Michel Santi

Fiscal et monétaire : le couple inséparable

 

 

La dette publique : «menace existentielle». C’est ainsi qu’elle est décrite par les gardiens du sérieux budgétaire dont l’alarmisme relève davantage du populisme que d’une compréhension rigoureuse des mécanismes. Leurs discours visent à instiller la peur à des fins idéologiques. Ils servent un agenda caché. A moins qu’ils ignorent les liens intimes entre fiscalité et politique monétaire ? Ce qui est aussi grave…

 

Le fiscal et le monétaire intimement liés

La dette publique est l’autre face de l’épargne privée. Chaque euro d’endettement de l’État correspond à un euro d’actif pour les ménages et pour les entreprises. La présentation de la dette comme une menace revient à une négation de cette interdépendance, et à la défiguration d’une donnée comptable en un instrument de terreur politique. Dans le monde de la réalité institutionnelle, dans un système monétaire souverain, la dépense publique précède la fiscalité, et la dette publique un outil de souveraineté monétaire. L’État n’attend pas de lever l’impôt – et n’en est pas dépendant – pour dépenser. Non, il dépense d’abord, créant ainsi les revenus qui seront ensuite imposés. La fiscalité ne sert donc pas à «financer» l’État, mais à réguler la demande, à redistribuer les richesses, à donner de la valeur à la monnaie. Les dépenses publiques injectent de la monnaie dans l’économie, tandis que les taxes la retirent pour éviter la surchauffe. La véritable contrainte n’étant pas financière mais tangible : tant qu’il existe des ressources inutilisées — chômage, capacités de production sous-exploitées, infrastructures à construire — l’État peut et doit dépenser pour les mobiliser. C’est l’inflation qui est la seule limite, non le solde budgétaire. Si et quand elle se manifeste, elle se combat en ajustant les politiques fiscales et monétaires pour contenir la pression sur les prix, pas en réduisant les dépenses utiles. En créant de la dette, l’Etat ne fait pas appel à une épargne préexistante, mais génère un actif sûr qui sert à stabiliser le système financier. La Banque centrale, pour sa part, a toujours la capacité d’intervenir sur ce marché pour garantir sa liquidité.
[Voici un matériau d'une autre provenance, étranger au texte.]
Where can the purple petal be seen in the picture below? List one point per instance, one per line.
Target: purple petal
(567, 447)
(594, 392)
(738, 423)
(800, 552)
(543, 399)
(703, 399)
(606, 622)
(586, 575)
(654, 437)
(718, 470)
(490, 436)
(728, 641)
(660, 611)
C’est ce qu’a montré la BCE en rachetant massivement des titres publics après la crise de 2008 et pendant la pandémie. Loin de conduire à la catastrophe, ou de déclencher une bombe à retardement, ces mesures ont au contraire maintenu la stabilité. Que l’on comprenne enfin cette articulation fiscal-monnaie car il n’y a pas deux sphères séparées : l’une budgétaire, l’autre monétaire. Il y a un continuum – un circuit – où la dépense publique, l’épargne privée et l’action de la Banque centrale s’imbriquent. Que l’on crève enfin l’abcès de cette analogie simpliste qui ignore la nature fondamentale de l’État en tant qu’émetteur de monnaie.

 

Le vrai populisme : l’austérité comme horizon

Les populistes de la peur se complaisent pourtant dans une vision réductrice de l’économie qui, en réalité, représente leur fonds de commerce électoral. En effrayant les citoyens avec des scénarios apocalyptiques – inflation galopante, faillite grecque bis, F.M.I. –, ils instrumentalisent des peurs irrationnelles pour imposer des sacrifices. Ce populisme de la rigueur a une fonction politique évidente : transformer une question démocratique — à quoi voulons-nous consacrer nos ressources collectives ? — en une pseudo-nécessité comptable. Il dépolitise le débat en le réduisant à un chiffre – le niveau de dette – alors que les véritables enjeux sont la répartition des richesses et l’orientation des investissements publics. L’escroquerie intellectuelle de la gestion du budget d’un pays souverain en «bon père de famille» vise en fait le rétrécissement de l’Etat qui fera de nous une société d’aigris. Refuser cette vérité, c’est condamner la France à l’austérité permanente, au sous-investissement chronique, au délitement des services publics. C’est refuser de voir que nous avons les moyens monétaires d’assurer la transition écologique, de renforcer l’hôpital, de financer la recherche et l’éducation.

 

Les dépenses publiques injectent de la monnaie, les impôts la régulent. La dette est une écriture comptable, non un vice. Une politique audacieuse de la dette n’est pas un problème si elle sert le bien commun : c’est l’austérité qui l’est.